Gov. Mark Dayton and state Supreme Court Chief Justice Lorie Skjerven Gildea on Friday named the members of the newly created Legislative Salary Council, which is tasked with determining the salaries of state lawmakers.
On Election Day, 76 percent of voters supported a constitutional amendment that removes legislators' ability to set their own pay and created a new citizen panel to sort out the salaries.
Dayton and Gildea each selected eight members comprising an equal number of DFLers and Republicans and coming from each Congressional District.
"They are all very distinguished citizens, who represent well the political and geographical diversity of Minnesota," Dayton said in a statement.
The group will set legislators' salaries by March 31 of each odd-numbered year — starting in 2017 — and any changes will take effect on July 1 of the same year.
If the council opts to give lawmakers a raise, it will be their first since 1999, when annual salaries were set at $31,140.
The chairman of the first meeting, as designated by Dayton, will be Thomas Stinson of Roseville; the council will then elect a chair at the inaugural meeting.
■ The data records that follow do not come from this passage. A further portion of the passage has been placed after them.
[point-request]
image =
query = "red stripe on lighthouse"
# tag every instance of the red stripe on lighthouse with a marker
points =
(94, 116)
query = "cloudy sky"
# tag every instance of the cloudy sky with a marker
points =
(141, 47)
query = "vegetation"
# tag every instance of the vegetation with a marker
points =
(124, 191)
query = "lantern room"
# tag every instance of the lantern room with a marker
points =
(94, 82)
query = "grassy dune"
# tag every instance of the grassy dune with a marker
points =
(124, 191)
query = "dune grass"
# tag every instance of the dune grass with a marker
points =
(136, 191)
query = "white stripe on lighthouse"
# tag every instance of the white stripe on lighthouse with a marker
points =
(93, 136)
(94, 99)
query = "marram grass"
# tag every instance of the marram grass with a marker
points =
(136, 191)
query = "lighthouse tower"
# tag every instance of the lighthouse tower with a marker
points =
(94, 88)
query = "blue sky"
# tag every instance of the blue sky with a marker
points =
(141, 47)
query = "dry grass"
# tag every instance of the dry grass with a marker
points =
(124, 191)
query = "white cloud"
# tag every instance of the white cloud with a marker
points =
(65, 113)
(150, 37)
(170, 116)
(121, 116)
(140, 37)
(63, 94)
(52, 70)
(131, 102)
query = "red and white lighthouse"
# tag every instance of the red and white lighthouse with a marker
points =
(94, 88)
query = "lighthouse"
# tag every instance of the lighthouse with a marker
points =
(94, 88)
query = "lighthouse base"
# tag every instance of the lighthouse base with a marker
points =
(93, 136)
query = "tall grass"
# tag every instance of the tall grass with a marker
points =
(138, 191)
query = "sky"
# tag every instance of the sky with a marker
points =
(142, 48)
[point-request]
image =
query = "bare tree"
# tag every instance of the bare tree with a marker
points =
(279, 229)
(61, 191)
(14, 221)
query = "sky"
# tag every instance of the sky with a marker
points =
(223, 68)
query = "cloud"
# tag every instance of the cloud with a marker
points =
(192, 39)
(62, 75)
Stinson retired in 2013 after decades as Minnesota's state economist.
Other Dayton appointees: Joseph Boyle, International Falls; Patrice Hannan, Minneapolis; David Metzen, Mendota Heights; Sherrie Pugh, Mound; Stinson; Randy Twistol, Thief River Falls; Marsha Van Denburgh, Oak Grove; Laura Witty, St. Peter.
Gildea appointees: Diana Burlison, Sauk Rapids; William Donohue, St. Paul; Gregory Fox, Duluth; James Joy, Hawley; Charles J. McElroy, Minneapolis; Gloria Myre, Apple Valley; Deborah Olson, Eden Prairie; Kenneth Wilmes, Mankato.